Le Parti socialiste, dans le cadre de son projet électoral pour les présidentielles, avançait la remise à plat du quotient familial comme une réponse à la question de la justice fiscale. Le gouvernement Ayrault a annoncé que le quotient familial serait effectivement réformé.
La polémique née autour de la proposition de François Hollande de réformer le quotient familial appelle quelques réflexions : il a été mis en place au lendemain de la Seconde Guerre mondiale pour inciter à la natalité.
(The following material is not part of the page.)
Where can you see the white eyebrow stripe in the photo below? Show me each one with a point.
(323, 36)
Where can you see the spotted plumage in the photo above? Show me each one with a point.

On a créé un système consistant à accorder aux familles un allégement d'impôt sur le revenu pour chaque naissance (parts et demie-part). Le quotient familial, c’est donc un système de personnalisation de l'impôt en fonction des charges de famille. Il consiste à diviser le revenu imposable par le nombre de parts du foyer et à appliquer le barème progressif de l'impôt sur le revenu à chaque part. Le quotient familial c'est la division du revenu imposable d’un foyer par un nombre de parts. Ces parts sont établies en fonction de la situation familiale (célibataire, marié, veuf, etc..) et des personnes à charge (mineurs, personnes invalides, etc..). D’autres éléments peuvent être pris en compte pour accroître le nombre de parts notamment l’invalidité, la situation de parent isolé ou d’ancien combattant. À partir du quotient familial, un contribuable peut déterminer dans quelle tranche de revenus il se situe au sein du barème progressif de l’impôt sur le revenu et donc le taux d’imposition qui s’applique à ses revenus. L'idée n'est pas nouvelle, le crédit d'impôt existe déjà en Allemagne, au Royaume-Uni, aux États-Unis.
En clair : il s’agit d’un mécanisme qui offre un avantage fiscal croissant avec le nombre d'enfants, mais aussi avec le niveau de revenus pour les personnes imposables.